In ancient Greece, a famous playwright, Sophocles, wrote what became a classic play. Antigone is a play over the burial plans of their brother, Polynices. This play differs from many other plays of the time because it is the first to have a female as a protagonist. Not only is this character a female, but someone who is strong, intelligent, moral, and brave. This provides a clue as to Sophocles' views on this topic of women. Sophocles demonstrates an affinity for feminist values in his play Antigone, which portrays its female characters as more motivated, morally upright, and braver than their male counterparts.

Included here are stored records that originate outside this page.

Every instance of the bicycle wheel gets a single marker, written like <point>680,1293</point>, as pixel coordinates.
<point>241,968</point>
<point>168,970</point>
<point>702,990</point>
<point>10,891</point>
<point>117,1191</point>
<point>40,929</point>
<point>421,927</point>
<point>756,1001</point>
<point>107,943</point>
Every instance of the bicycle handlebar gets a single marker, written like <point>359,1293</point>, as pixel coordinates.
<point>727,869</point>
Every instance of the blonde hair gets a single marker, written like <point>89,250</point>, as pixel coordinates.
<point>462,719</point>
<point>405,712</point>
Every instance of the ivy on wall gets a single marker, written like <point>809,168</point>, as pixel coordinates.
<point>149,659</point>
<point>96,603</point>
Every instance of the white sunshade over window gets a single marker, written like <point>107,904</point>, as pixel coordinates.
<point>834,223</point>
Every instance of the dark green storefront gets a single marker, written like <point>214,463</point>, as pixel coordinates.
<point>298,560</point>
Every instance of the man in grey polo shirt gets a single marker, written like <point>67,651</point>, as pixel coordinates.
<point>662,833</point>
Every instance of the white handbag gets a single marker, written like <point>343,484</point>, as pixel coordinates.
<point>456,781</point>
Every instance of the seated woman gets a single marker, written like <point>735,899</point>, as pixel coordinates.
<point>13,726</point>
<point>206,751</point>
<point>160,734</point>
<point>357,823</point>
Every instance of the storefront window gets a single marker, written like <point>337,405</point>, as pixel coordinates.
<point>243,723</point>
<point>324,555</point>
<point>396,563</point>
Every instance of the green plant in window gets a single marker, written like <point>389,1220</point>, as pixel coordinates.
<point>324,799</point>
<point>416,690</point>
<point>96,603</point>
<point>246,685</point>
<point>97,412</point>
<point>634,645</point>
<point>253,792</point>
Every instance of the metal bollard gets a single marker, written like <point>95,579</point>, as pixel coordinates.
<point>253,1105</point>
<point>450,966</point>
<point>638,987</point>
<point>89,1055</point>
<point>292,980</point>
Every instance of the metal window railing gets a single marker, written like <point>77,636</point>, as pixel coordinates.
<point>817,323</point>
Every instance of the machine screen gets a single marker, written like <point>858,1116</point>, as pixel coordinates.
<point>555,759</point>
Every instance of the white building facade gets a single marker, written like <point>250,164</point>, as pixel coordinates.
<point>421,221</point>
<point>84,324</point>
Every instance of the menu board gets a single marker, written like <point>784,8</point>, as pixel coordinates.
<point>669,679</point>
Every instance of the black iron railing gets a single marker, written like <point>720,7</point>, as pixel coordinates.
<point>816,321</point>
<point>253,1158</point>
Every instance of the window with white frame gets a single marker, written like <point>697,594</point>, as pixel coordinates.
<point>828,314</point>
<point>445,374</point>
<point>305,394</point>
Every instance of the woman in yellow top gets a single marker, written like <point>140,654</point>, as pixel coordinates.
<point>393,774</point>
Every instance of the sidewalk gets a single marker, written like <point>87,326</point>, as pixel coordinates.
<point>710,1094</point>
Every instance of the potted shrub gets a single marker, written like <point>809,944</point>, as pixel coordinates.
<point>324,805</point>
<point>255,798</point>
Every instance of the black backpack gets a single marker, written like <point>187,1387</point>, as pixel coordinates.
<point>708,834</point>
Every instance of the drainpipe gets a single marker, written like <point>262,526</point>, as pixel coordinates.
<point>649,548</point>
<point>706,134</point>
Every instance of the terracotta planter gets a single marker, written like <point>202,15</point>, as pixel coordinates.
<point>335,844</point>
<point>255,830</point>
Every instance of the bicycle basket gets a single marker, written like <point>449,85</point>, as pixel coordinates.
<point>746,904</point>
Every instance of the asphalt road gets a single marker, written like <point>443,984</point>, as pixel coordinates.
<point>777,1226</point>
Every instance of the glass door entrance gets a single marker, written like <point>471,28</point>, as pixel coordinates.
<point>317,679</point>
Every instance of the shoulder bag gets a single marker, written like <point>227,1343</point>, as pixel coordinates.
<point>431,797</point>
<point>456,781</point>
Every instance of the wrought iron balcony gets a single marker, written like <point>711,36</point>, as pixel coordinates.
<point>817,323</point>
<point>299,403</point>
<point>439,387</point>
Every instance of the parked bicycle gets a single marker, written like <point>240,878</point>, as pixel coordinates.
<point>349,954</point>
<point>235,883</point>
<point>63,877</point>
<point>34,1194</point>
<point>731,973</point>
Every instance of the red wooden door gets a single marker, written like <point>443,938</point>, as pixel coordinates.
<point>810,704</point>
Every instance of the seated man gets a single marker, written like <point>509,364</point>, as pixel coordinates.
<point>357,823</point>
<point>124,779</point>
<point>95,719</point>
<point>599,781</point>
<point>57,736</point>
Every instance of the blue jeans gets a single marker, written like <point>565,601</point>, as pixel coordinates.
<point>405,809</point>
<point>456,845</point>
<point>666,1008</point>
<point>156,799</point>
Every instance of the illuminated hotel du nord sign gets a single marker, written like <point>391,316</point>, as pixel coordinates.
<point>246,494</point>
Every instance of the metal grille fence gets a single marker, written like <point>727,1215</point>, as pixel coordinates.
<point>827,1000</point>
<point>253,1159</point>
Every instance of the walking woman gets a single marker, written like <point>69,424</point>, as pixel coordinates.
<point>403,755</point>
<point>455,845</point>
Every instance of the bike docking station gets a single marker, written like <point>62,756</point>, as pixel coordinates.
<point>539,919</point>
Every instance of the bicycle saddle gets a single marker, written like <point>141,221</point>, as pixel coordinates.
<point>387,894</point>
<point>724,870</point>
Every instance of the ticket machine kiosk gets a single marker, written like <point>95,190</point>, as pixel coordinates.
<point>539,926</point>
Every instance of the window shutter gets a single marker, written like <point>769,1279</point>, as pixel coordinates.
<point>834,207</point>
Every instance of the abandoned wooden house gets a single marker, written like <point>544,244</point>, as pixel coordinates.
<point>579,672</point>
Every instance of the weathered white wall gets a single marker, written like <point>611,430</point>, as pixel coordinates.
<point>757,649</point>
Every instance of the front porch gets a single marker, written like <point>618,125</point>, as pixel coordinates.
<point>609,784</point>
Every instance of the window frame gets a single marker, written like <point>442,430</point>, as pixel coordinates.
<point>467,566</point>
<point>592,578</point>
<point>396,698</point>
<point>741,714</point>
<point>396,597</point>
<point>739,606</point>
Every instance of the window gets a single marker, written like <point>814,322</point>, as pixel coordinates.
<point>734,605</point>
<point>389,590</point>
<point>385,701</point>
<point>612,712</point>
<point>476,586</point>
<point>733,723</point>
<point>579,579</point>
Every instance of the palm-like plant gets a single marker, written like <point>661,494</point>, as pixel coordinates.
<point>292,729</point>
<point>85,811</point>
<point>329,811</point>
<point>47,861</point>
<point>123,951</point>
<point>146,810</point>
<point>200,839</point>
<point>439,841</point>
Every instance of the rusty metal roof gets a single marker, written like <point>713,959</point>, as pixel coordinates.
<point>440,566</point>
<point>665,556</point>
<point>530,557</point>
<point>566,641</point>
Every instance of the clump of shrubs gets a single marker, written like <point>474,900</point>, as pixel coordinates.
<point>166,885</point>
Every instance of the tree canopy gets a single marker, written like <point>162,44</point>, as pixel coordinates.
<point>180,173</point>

Antigone, daughter of Oedipus, challenges the order of Creon, King of Thebes. She is convinced that burial rights are unwritten rules of the Gods no matter what their political views might be. Antigone states, "I know I please the souls I seek to please" (Sophocles Antigone 103). Here Antigone knows that giving her brother a proper burial is the right action to take even though Creon has created a law against it. Antigone is motivated to follow what she believes is the right course, regardless of the law. She believes that following the God's law is more important than that of an earthly king. Sophocles creates this female character that shows this strong motivation, thus giving us insight into what he believes a woman's role can be. .
Additionally, Sophocles makes Antigone morally upright. Sophocles achieve this by giving her the principles of right and wrong behavior. Throughout the play, Antigone makes it obvious that she thinks little of Creon, since he is putting himself above the law of the Gods. Antigone mentions, " I have longer to please the dead than please the living here do as you like to dishonor the laws of the gods hold in honor" (88-92). Antigone is convinced that no punishment Creon could offer would be worse than what the Gods would do if she does not bury her brother.